Dr. Brendan Kleiboer knows what it’s like to be a kid with a blood disorder and a young adult with cancer. Now, he cares for children at Levine Children’s who are going through what he did.

News, Child Health | one year ago

From Patient to Provider: A Doctor’s Special Bond with Kids

Dr. Brendan Kleiboer knows what it’s like to be a kid with a blood disorder and a young adult with cancer. Now, he cares for children at Levine Children’s who are going through what he did.

As a teenager, Brendan Kleiboer knew just what he wanted to be when he grew up: a pediatric hematologist. It seemed an unusually specific choice for someone at such a young age.

The inspiration for his ambition? His own pediatric hematologist. He was diagnosed as a child with a blood disorder, Von Willebrand disease, and she helped him cope with it. He wanted to help kids like that one day, too.

Today, Brendan Kleiboer, MD is among one of the newest doctors at Levine Children’s Cancer & Blood Disorders. He joins as – you guessed it – a pediatric hematologist.

The Empathy of Common Experience

It can be tempting to tell someone who’s sick that we understand what they’re going through. But Dr. Kleiboer offers first-hand experience of the conditions he treats.

Dr. Kleiboer knows what it’s like to be a child with a blood disorder. Von Willebrand disease, the most common blood disorder in the world, interferes with clotting. This condition puts children at risk of excessive bleeding. Even normal medical procedures – like his wisdom teeth extraction – became risky experiences that required additional care.

Dr. Kleiboer knows what it’s like to be a young adult with cancer, too. During his pediatric residency program, he was diagnosed with stage 1 testicular cancer, which was successfully treated with a surgery. During his fellowship training at the University of North Carolina, however, Dr. Kleiboer’s cancer returned. This time, it had spread to the lymph nodes in his abdomen. He juggled his pediatric hematology and oncology fellowship with chemotherapy and another surgery, somehow managing to complete the program on time.

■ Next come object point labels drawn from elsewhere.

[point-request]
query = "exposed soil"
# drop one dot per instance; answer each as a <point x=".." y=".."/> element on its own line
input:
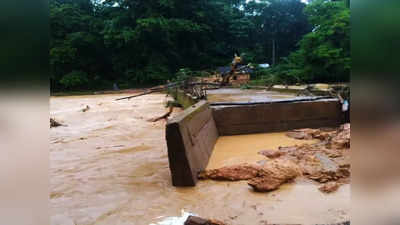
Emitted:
<point x="323" y="162"/>
<point x="110" y="166"/>
<point x="54" y="123"/>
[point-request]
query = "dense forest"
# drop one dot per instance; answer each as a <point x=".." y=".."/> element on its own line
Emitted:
<point x="96" y="43"/>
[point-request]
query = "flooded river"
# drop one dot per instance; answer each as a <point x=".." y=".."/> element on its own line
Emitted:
<point x="245" y="95"/>
<point x="109" y="165"/>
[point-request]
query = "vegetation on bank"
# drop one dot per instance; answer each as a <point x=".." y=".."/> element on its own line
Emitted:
<point x="95" y="44"/>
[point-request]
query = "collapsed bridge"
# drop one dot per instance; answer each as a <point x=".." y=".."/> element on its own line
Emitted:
<point x="192" y="135"/>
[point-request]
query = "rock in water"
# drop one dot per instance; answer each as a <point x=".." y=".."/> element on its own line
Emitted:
<point x="232" y="173"/>
<point x="329" y="187"/>
<point x="272" y="154"/>
<point x="194" y="220"/>
<point x="54" y="123"/>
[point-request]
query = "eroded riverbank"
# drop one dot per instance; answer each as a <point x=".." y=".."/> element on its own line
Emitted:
<point x="109" y="165"/>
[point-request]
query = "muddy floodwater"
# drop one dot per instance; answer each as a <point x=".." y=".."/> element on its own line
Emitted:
<point x="245" y="95"/>
<point x="109" y="165"/>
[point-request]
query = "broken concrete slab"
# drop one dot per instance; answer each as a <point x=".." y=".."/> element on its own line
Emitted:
<point x="275" y="117"/>
<point x="191" y="137"/>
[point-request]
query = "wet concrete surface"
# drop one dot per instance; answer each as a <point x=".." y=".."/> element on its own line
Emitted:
<point x="245" y="95"/>
<point x="110" y="166"/>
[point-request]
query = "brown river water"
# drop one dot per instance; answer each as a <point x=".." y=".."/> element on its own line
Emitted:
<point x="110" y="166"/>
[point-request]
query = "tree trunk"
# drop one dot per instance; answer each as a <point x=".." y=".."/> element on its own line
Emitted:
<point x="273" y="51"/>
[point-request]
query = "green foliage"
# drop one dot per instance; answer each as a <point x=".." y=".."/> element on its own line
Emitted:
<point x="74" y="80"/>
<point x="135" y="42"/>
<point x="183" y="74"/>
<point x="324" y="53"/>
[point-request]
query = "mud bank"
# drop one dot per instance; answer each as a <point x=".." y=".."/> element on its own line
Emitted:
<point x="110" y="166"/>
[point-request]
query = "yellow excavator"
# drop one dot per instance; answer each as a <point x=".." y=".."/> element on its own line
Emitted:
<point x="237" y="60"/>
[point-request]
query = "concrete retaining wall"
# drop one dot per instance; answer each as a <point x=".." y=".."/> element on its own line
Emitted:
<point x="275" y="117"/>
<point x="191" y="137"/>
<point x="182" y="98"/>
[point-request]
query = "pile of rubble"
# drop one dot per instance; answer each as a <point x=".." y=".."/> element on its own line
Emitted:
<point x="54" y="123"/>
<point x="267" y="177"/>
<point x="326" y="162"/>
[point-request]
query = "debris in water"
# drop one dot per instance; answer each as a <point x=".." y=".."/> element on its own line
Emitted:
<point x="232" y="173"/>
<point x="273" y="174"/>
<point x="329" y="187"/>
<point x="325" y="162"/>
<point x="194" y="220"/>
<point x="175" y="220"/>
<point x="54" y="123"/>
<point x="272" y="154"/>
<point x="86" y="109"/>
<point x="267" y="177"/>
<point x="165" y="116"/>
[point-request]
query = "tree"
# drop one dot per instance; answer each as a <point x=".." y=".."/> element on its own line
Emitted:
<point x="324" y="53"/>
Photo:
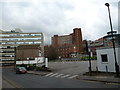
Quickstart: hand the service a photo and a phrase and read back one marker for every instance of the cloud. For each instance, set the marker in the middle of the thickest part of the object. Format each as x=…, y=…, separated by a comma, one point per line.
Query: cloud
x=59, y=17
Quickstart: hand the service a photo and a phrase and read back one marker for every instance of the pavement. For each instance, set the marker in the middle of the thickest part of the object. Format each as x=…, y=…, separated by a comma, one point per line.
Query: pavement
x=97, y=78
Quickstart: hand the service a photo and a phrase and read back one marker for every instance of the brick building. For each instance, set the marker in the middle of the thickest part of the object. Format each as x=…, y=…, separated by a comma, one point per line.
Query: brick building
x=67, y=45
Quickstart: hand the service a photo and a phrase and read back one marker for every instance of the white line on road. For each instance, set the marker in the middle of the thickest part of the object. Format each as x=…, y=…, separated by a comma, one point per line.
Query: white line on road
x=59, y=75
x=65, y=76
x=53, y=74
x=48, y=74
x=72, y=76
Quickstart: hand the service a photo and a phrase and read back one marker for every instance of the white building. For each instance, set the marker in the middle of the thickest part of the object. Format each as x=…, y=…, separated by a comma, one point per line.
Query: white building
x=106, y=60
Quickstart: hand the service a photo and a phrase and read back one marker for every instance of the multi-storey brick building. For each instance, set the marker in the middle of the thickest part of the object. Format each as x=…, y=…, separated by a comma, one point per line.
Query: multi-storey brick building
x=11, y=39
x=68, y=45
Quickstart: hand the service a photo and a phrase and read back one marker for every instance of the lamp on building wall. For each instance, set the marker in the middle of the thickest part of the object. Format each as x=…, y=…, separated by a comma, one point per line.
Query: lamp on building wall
x=116, y=64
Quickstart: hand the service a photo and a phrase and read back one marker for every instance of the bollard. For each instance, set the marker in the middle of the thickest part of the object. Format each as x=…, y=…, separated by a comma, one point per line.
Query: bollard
x=46, y=62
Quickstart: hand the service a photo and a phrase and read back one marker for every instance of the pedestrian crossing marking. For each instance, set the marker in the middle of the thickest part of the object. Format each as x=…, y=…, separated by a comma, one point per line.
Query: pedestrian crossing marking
x=53, y=74
x=72, y=76
x=48, y=74
x=59, y=75
x=65, y=76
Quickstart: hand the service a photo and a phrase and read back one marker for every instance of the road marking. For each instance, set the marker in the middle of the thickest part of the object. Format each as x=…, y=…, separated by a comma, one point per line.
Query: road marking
x=48, y=74
x=59, y=75
x=65, y=76
x=53, y=74
x=72, y=76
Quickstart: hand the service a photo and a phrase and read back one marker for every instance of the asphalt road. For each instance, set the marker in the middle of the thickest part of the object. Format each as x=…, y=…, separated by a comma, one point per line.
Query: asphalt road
x=37, y=81
x=72, y=67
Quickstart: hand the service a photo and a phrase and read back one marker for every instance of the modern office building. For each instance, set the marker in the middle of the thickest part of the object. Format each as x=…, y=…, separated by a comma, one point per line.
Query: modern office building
x=68, y=45
x=11, y=39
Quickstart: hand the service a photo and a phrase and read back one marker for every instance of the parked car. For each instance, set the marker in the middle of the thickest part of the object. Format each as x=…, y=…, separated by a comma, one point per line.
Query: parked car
x=21, y=70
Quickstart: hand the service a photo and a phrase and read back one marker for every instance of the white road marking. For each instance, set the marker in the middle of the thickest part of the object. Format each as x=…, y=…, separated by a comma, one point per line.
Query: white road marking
x=65, y=76
x=53, y=74
x=59, y=75
x=48, y=74
x=72, y=76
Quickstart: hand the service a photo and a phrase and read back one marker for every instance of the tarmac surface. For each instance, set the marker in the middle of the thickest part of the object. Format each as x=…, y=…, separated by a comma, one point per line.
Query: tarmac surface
x=98, y=78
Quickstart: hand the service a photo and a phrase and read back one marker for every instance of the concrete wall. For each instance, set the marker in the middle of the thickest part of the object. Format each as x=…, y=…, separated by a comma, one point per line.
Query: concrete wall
x=111, y=61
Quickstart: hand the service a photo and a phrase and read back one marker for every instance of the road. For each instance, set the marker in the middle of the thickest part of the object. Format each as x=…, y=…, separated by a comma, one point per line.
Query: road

Being a patient himself has affected his work as a physician. Dr. Kleiboer has felt the anxiety that comes with a diagnosis, and he recognizes that expert patient care requires compassionate conversation as much as innovative medical treatments.

“There’s a special power in being able to say, ‘I don't just understand this from doing my job, but I literally and physically understand what it feels like to get that particular chemo medicine or to have to go through that surgery,” he says. “I think it lessens some of the anxiety that both patients and parents feel when they know that they're talking to somebody who’s been where they are.”

Promising Advancements in Pediatric Treatments

This is an exciting time to work in pediatric hematology and oncology, Dr. Kleiboer says. Promising medicines are currently in clinical trials, which offer hope for improved treatments and outcomes. On both the cancer side and blood disorder side of the program at Levine Children’s, led by Javier  Oesterheld, MD, doctors are finding the newest, best treatments to care for their patients.

“Clinical trials are a really exciting area that's been growing here at Levine Children’s under Dr. Oesterheld’s leadership because he really wants us to offer cutting-edge treatments for all kinds of conditions, both benign blood disorders and cancers,” he says.

Returning Home to Levine Children’s

Although he’s beginning a new role at Levine Children’s, Dr. Kleiboer is not new to the hospital. From 2014 to 2017, this was where he chose to do his residency training – and this is where he wanted to return to work. The doctors who mentored him then have become his colleagues now, in a setting that allows them to provide comprehensive care to children.

“We’re capable of providing patients with subspecialty care, and we have basically everything we need under one roof,” Dr. Kleiboer says. “This is a place where patients can come and get everything they need.”

While his residency at Levine Children’s and his fellowship at UNC gave Dr. Kleiboer the training required to fulfill a lifelong dream to become a doctor, it was his personal experiences that led to a deeper understanding and empathy for his patients.

“One of the most important things I learned is that each patient’s experience is unique, and there's no one-size-fits-all approach to supporting adolescents and young adults with cancer or blood disorders,” he says. “I share with my patients that I have been through a similar situation, but what worked for me might not work for you, and we're going to treat you the way that you need to be treated and support you the way you need to be supported.”